DARK CHOCOLATE CHICHARRON COOKIES
Prep time: 20 minutes
Baking time: 10–12 minutes
Makes about 32 cookies
2 cups all-purpose flour
1 teaspoon each: baking soda, salt
2 large eggs
3/4 cup each: granulated sugar, packed light brown sugar
1 teaspoon vanilla
1 cup (2 sticks) unsalted butter, melted, cooled to room temperature
7 ounces dark chocolate (at least 70 percent cacao), chopped into 1/4-inch chunks
1 cup crumbled chicharron (pork cracklings)
Note: You can find chicharron at most Mexican markets. Tellez suggests choosing thinner versions with the least amount of meat. She has also used packaged Baken-ets. To crumble chicharron, she suggests placing pieces in a plastic bag and whacking them with a meat pounder or frying pan until crumbled into small pieces. You can also use a food processor, but stop short of a fine powder.
1. Whisk together flour, baking soda and salt in a medium bowl; set aside. In bowl of a stand mixer, beat together eggs and sugars until light, fluffy and doubled in volume, about 3 minutes.

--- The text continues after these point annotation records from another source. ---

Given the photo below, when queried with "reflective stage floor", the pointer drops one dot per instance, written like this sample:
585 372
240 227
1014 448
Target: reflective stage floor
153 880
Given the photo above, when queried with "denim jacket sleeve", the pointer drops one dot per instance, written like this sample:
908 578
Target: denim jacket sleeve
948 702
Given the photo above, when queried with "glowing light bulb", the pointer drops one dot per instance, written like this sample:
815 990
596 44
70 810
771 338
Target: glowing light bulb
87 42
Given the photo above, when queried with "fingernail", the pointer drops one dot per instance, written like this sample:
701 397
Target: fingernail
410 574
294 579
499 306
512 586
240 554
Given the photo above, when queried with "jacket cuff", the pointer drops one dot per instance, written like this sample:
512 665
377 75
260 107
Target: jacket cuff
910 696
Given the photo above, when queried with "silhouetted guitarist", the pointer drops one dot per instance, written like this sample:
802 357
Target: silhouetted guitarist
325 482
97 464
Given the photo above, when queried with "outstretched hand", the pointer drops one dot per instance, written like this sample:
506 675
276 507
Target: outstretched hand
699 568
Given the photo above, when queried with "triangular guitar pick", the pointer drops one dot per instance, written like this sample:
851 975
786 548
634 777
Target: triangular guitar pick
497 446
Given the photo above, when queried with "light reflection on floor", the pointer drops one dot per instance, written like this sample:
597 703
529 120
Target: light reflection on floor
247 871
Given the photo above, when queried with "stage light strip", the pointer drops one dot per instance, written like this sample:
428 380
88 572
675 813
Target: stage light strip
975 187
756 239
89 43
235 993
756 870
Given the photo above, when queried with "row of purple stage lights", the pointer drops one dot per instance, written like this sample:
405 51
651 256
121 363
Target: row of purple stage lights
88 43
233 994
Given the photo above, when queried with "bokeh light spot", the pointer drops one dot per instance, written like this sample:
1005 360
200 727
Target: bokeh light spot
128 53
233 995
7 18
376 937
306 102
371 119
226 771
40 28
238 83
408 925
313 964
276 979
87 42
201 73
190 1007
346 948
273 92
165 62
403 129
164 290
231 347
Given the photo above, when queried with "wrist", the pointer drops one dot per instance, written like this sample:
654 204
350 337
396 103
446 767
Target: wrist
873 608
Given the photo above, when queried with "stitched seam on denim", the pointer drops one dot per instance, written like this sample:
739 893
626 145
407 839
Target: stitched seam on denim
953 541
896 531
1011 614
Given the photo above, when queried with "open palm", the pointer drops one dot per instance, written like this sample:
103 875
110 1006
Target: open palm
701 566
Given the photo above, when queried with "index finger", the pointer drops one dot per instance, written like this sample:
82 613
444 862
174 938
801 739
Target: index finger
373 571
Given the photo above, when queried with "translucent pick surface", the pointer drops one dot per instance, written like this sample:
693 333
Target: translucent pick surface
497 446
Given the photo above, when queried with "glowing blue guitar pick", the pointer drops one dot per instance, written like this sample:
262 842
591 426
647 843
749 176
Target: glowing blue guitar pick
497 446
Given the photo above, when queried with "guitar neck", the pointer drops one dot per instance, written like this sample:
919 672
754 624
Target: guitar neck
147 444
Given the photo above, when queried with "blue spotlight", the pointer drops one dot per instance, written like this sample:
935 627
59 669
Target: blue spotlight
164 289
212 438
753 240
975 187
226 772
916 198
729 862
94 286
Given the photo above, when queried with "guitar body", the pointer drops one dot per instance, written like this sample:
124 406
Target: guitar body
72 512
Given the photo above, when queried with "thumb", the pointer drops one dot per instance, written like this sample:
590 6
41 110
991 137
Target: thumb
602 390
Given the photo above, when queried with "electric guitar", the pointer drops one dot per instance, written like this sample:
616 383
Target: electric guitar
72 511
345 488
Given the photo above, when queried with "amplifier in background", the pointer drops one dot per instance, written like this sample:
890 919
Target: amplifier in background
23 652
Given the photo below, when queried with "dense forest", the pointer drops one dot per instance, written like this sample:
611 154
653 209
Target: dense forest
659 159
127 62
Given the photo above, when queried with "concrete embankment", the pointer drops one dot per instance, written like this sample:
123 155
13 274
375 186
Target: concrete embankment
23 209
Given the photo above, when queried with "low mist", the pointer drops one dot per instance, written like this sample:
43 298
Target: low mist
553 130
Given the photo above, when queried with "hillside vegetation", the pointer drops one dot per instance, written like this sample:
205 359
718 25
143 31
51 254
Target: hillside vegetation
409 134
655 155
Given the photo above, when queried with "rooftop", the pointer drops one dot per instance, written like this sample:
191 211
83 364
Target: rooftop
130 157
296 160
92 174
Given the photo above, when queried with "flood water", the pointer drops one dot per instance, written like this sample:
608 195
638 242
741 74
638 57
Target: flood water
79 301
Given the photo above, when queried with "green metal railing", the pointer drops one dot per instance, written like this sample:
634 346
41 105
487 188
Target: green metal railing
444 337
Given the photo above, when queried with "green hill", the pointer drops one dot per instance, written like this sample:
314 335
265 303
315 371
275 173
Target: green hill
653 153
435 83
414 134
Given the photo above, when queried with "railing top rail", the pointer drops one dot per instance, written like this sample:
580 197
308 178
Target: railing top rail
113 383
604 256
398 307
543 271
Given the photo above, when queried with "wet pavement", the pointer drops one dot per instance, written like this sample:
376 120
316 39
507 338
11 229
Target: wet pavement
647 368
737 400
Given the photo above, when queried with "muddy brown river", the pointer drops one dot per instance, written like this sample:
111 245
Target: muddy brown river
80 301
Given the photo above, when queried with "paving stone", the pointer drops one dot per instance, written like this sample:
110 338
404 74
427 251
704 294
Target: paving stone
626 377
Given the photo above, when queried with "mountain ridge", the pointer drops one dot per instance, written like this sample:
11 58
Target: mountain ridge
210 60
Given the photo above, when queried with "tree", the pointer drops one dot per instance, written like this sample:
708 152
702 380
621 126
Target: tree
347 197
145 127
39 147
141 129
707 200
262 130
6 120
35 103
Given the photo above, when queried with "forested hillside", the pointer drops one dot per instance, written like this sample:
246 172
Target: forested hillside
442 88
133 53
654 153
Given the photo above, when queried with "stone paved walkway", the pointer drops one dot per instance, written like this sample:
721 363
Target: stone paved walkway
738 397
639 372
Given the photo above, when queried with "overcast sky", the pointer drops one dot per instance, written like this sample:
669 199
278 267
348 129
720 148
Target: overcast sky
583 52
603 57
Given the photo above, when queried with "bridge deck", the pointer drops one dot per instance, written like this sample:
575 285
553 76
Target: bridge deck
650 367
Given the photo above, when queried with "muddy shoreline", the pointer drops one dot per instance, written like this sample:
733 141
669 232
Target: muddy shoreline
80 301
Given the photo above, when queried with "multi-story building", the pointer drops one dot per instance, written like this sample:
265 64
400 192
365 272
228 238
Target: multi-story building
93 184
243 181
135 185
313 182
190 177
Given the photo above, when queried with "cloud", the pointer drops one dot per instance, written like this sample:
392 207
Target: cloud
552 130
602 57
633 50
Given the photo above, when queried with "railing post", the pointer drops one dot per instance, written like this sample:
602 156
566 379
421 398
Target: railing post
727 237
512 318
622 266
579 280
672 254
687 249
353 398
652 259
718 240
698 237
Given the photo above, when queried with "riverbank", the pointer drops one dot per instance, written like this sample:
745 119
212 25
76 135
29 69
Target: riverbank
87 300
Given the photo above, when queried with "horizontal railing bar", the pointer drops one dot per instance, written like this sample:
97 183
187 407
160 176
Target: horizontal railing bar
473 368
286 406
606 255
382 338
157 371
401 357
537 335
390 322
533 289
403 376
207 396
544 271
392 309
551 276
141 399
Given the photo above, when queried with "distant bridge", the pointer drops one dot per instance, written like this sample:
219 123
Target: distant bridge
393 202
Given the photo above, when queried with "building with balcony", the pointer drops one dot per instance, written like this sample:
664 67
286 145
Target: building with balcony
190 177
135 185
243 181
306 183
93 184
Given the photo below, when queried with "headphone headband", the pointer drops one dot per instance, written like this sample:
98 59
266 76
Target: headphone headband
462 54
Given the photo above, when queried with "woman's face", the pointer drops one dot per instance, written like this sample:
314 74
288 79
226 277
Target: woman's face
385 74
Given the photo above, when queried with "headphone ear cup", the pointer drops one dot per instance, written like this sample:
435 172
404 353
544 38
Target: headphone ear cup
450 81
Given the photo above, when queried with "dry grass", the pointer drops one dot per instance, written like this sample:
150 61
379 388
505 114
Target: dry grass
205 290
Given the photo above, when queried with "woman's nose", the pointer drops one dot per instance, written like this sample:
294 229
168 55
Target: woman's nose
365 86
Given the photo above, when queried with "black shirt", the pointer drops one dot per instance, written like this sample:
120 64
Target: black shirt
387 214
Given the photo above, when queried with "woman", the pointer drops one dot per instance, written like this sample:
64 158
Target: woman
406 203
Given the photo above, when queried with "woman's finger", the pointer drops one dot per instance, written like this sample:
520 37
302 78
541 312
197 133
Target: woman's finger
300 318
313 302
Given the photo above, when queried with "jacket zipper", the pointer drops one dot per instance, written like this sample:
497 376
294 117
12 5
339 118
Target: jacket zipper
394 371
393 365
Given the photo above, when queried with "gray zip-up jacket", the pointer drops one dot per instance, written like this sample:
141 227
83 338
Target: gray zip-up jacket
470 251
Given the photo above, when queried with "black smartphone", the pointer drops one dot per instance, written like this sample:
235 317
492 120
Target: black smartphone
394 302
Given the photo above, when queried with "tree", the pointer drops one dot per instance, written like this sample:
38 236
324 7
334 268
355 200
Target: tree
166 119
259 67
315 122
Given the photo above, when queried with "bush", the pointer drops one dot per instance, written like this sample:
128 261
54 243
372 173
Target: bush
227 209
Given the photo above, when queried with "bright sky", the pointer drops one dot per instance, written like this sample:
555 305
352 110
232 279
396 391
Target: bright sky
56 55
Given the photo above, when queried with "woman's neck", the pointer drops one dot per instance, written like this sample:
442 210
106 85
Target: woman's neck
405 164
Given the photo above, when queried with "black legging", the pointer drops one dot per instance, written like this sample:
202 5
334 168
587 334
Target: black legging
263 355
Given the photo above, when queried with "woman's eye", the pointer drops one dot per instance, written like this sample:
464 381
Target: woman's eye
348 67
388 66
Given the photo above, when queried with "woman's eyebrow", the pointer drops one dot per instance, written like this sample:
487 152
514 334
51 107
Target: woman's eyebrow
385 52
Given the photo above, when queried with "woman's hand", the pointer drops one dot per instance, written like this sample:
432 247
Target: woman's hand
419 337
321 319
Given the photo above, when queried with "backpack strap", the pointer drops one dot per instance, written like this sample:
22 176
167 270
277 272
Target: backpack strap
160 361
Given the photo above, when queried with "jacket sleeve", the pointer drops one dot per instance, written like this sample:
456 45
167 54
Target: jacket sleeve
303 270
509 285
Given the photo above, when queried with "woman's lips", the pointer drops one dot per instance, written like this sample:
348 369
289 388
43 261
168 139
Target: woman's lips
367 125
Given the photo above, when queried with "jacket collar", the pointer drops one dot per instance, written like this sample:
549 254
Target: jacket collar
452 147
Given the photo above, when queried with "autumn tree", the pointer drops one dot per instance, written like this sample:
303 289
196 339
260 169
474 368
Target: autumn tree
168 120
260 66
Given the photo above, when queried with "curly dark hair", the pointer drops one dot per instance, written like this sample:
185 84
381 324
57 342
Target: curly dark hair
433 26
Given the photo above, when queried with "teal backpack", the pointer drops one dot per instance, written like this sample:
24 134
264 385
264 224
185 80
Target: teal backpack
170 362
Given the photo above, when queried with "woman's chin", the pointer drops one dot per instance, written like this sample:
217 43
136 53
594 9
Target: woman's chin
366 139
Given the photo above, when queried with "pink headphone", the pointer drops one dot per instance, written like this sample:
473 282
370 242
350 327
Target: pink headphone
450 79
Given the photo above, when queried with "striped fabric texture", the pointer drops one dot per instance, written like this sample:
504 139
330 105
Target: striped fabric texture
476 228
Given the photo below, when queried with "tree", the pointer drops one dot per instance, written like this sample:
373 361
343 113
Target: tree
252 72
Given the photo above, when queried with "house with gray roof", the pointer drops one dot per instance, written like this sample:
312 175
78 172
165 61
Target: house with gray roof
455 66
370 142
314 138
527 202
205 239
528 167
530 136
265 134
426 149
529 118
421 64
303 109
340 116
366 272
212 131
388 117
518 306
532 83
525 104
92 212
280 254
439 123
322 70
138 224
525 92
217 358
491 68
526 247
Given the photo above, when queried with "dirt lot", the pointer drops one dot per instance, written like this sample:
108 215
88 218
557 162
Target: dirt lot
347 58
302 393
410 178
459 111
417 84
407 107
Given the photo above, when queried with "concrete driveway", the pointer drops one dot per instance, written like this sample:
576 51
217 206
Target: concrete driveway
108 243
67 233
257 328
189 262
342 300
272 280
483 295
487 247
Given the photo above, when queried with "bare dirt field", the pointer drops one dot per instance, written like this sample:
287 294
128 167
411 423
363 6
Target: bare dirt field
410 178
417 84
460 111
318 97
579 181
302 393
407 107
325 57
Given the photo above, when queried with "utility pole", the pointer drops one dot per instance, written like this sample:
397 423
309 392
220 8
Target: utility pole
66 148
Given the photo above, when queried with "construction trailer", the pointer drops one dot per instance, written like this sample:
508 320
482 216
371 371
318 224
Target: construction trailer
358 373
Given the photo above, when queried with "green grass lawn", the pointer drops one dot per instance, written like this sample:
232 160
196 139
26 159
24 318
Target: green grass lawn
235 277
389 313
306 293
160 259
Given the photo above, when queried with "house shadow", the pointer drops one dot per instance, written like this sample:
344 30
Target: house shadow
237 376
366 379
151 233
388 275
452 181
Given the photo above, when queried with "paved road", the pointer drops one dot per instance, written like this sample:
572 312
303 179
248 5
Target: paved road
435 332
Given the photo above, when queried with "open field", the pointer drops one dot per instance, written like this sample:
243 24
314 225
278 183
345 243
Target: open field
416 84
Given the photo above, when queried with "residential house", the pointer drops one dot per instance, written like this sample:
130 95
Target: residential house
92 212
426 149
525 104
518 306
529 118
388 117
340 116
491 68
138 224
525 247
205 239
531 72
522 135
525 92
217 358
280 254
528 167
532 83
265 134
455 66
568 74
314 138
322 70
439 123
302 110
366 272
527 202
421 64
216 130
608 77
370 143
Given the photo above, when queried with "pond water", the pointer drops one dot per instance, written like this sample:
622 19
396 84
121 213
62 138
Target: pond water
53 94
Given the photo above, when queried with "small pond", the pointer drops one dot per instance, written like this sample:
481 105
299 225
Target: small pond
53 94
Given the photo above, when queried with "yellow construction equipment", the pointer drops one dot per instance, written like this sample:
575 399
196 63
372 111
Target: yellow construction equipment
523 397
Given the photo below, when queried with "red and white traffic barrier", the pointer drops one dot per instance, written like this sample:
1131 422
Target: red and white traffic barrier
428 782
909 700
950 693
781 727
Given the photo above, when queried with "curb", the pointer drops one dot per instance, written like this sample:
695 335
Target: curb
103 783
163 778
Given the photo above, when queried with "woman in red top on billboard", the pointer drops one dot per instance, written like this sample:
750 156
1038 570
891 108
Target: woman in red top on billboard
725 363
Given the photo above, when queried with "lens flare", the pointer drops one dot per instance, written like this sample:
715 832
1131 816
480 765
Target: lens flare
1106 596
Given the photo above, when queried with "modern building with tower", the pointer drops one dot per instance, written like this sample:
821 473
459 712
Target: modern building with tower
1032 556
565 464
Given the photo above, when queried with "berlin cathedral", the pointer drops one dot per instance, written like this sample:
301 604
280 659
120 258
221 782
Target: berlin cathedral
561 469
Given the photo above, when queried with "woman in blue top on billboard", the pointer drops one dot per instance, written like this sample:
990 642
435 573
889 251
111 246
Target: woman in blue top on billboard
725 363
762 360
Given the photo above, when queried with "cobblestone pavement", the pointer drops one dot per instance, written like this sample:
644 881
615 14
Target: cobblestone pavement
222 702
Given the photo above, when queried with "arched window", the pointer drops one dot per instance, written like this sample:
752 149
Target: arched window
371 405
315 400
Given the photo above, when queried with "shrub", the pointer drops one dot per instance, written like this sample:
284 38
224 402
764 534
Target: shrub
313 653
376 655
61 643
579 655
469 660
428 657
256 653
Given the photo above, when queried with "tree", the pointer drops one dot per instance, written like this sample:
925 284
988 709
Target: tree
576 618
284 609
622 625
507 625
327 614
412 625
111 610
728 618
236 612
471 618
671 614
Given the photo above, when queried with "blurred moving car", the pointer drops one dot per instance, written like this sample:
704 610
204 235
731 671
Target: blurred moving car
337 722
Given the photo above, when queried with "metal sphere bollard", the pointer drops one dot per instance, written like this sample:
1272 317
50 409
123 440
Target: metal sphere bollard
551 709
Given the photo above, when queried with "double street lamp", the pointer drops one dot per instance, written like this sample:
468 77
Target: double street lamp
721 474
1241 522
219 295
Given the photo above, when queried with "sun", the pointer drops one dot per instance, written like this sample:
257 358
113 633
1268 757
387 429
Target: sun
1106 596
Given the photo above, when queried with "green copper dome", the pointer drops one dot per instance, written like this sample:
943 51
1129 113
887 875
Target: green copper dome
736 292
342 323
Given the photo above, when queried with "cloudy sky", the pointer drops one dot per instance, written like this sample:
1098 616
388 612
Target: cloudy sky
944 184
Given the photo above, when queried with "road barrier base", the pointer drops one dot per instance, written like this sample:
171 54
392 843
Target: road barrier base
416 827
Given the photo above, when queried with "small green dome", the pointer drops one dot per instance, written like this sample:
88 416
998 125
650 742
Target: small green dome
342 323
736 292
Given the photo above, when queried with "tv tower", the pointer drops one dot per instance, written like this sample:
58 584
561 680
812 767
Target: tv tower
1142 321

Lower speed; mix in butter and vanilla until combined.
2. Using a wooden spoon or rubber spatula, stir dry mixture into wet just until combined. Gently stir in chocolate and chicharron, being careful not to overmix. Cover dough with plastic wrap; refrigerate until firm, at least 2 hours or overnight. (Resting time allows dough to develop flavor.)
3. When ready to bake, heat oven to 350 degrees. Drop dough by mounded tablespoonfuls, about 2 inches apart, onto an ungreased baking sheet. Bake 10 to 12 minutes, or until edges start to brown and middles are still soft. Cool on baking sheet 1 minute; remove to a wire rack to cool completely.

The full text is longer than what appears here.